The pension reform and the particular ways of its introduction appear to be one of the most difficult tasks before the new Bulgarian government. The sensitivity of this matter and the dependency of a great number of people on any related decisions are the major issues that block the smooth realization of any reformation ideas.
A functioning pension system appears to be a mandatory requirement not only for a balanced state budget and reasonable spending of social security and tax revenue, but also for providing a predictable business environment with clear pension and social security parameters.
The plans including a smooth increase of retirement age in 2015 were not realized in practice following the government’s decision to refrain from such changes at the start of its office (not unlike governments in many other European countries that decided not to provoke any further social tension at a moment of stagnation and overall austerity).
Large disputes were, however, caused by the government’s decision to slightly change the way of generating additional mandatory social security payments by granting the National Social Security Institute a certain access to them. This decision provoked contradictory response from both labor and business organizations. The criticism was mostly related to the presumption that such changes could practically disrupt the integrity of a stable pension system based on two major pillars.
It is obvious that the government is trying to stabilize the pension system through re-direction of more funds to the state itself providing more convenient and more practical (in conformity with the national interest) management of the revenue from additional mandatory social security payments. This would undoubtedly guarantee the more active involvement of the government in social security matters allowing an integrated national approach towards the correct manifestation of the pension reform.

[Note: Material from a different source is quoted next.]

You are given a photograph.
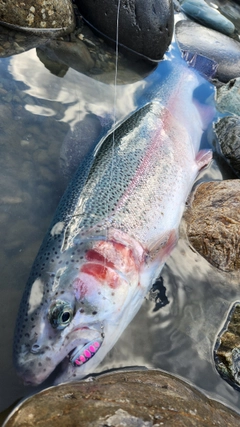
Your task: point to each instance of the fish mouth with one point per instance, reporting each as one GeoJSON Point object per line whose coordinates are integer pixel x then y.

Simultaneously, however, such a decision would invariably harm the independence of the social security system and would disrupt the private management of personal social security batches.
Currently the decision on the destination of additional mandatory social security payments is still pending – more debates on that matter are yet to come prior to the official legal submission of a specific reformation text. However, an important point that is worth being emphasized is the apparent existence of clear and strong political will for the realization of the already rather delayed painful pension reform in Bulgaria.